Che le mascherine fossero estremamente nocive per l’ambiente era già assodato, ma ora alcuni ricercatori dello Swansea University College of Engeneering, ossia una delle migliori università di ingegneria del Regno Unito, hanno realizzato uno studio che evidenzia come questi dispositivi siano potenzialmente dannosi anche per la salute dell’uomo.
Anche questa in realtà è una tesi che diversi esperti sostengono da tempo. In questo caso, però, lo studio mira ad analizzare la correlazione diretta tra l’aumento delle mascherine e di tutti i rifiuti associati alla pandemia da Covid-19, e l’aumento dell’inquinamento ambientale, al fine di individuare il livello di sostanze tossiche presenti in tutti i dispositivi di protezione individuale entrati oramai a far parte della nostra quotidianità.
In tutte le mascherine testate per poter svolgere lo studio, sono state rilevate abbondanti concentrazioni di sostanze inquinanti, come micro e nanoparticelle e metalli pesanti che venivano rilasciati in acqua durante tutti i test eseguiti.
Nanoparticelle inquinanti e metalli pesanti nelle mascherine
Il team di studiosi che ha condotto la ricerca, ha dunque rilevato che le mascherine chirurgiche, quando immmerse in acqua, rilasciano numerosi inquinanti chimici potenzialmente dannosi per la salute dell’uomo. Infatti all’interno delle fibre a base di silicone e di plastica delle mascherine sono stati rilevati alti livelli di sostanze inquinanti, come piombo, antimonio e rame.
Lo studio è stato condotto esaminando un’ampia varietà di mascherine, partendo da quelle più comuni fino ad arrivare a quelle più colorate prodotte per i bambini e che possono essere acquistate in molti punti vendita al dettaglio del Regno Unito.
Il dottor Sarper Sarpe della Swansea University e a capo del team di ricerca, ha affermato: “c’è una quantità preoccupante di prove che suggeriscono che i rifiuti da DPI possono potenzialmente avere un impatto sostanziale rilasciando sostanze inquinanti semplicemente a contatto con l’acqua“.
“Solo in Cina vengono prodotte circa 200 milioni di mascherine usa e getta al giorno.
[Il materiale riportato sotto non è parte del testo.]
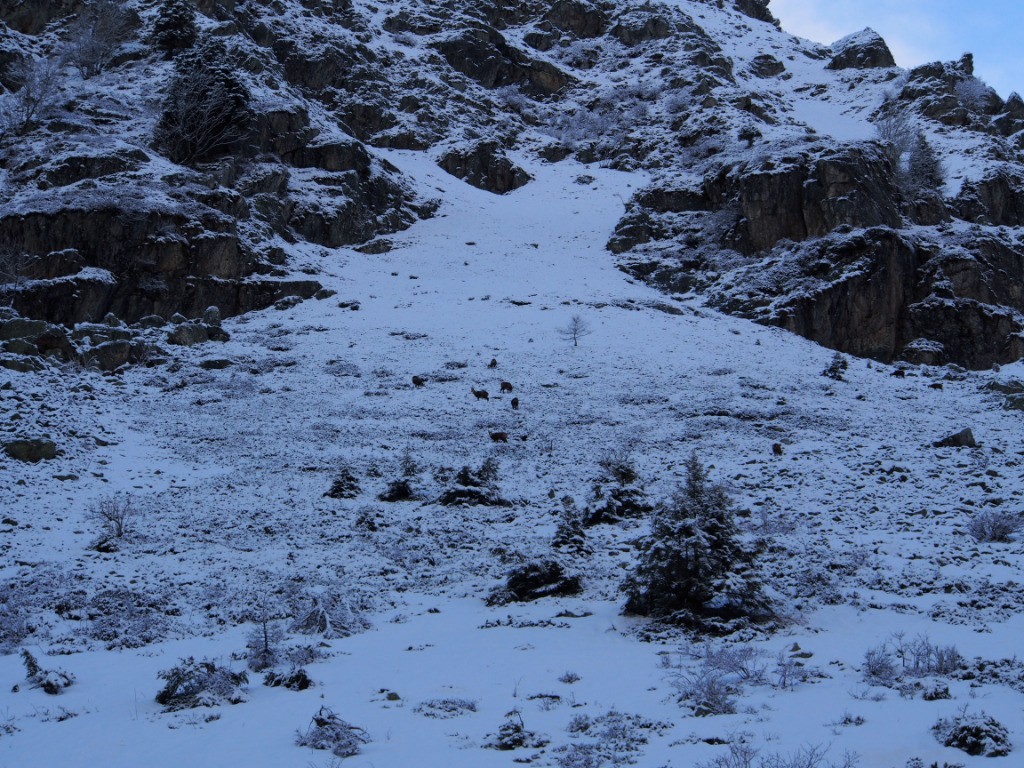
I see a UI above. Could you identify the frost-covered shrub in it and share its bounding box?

Tuttavia lo smaltimento di questi dispositivi è improprio e non regolamentato, ed è un problema di inquinamento da plastica che stiamo già affrontando e che continuerà a intensificarsi”.
Il capo del team ha poi aggiunto che questo problema non riguarda però esclusivamente l’ambiente: “è inoltre necessario comprendere l’impatto di questo rilascio di particelle inquinanti tossiche sulla salute pubblica. Una delle principali preoccupazioni è che queste microparticelle si sono separate facilmente dalle mascherine nell’acqua, il che suggerisce che sono meccanicamente instabili e pronte a staccarsi e a disperdersi nell’aria“.
Rischi per la salute pubblica oltre che per l’ambiente
I ricercatori hanno dunque concluso affermando che tutto ciò avrà un significativo impatto ambientale e porterà a spostare la propria attenzione anche sul potenziale danno delle mascherine alla salute pubblica. Infatti gli studiosi hanno affermato che l’esposizione ripetuta a questi dispositivi potrebbe essere molto pericolosa perché le sostanze rilevate hanno legami noti con la morte cellulare, la genotossicità e l’insorgenza di tumori.
“Tutti noi dobbiamo continuare ad indossare le mascherine visto che sono essenziali per la fine della pandemia. Ma abbiamo anche urgente bisogno di ulteriori ricerche e maggiore regolamentazione nella produzione e nei test delle mascherine, così da ridurre ogni rischio per l’ambiente e la salute umana”, ha specificato il dottor Sarpe, il quale continua a sostenere l’importanza di “un’indagine completa per determinare la quantità e gli impatti potenziali di queste particelle che penetrano nell’ambiente e i livelli inalati dagli utenti durante la normale respirazione“.
La categoria che desta maggiore preoccupazione in questo senso è quella degli operatori sanitari, i lavoratori chiave e i bambini, i quali sono costretti a indossare la mascherina (in alcuni casi anche doppia) per tempi davvero troppo lunghi, sia per una giornata scolastica o lavorativa.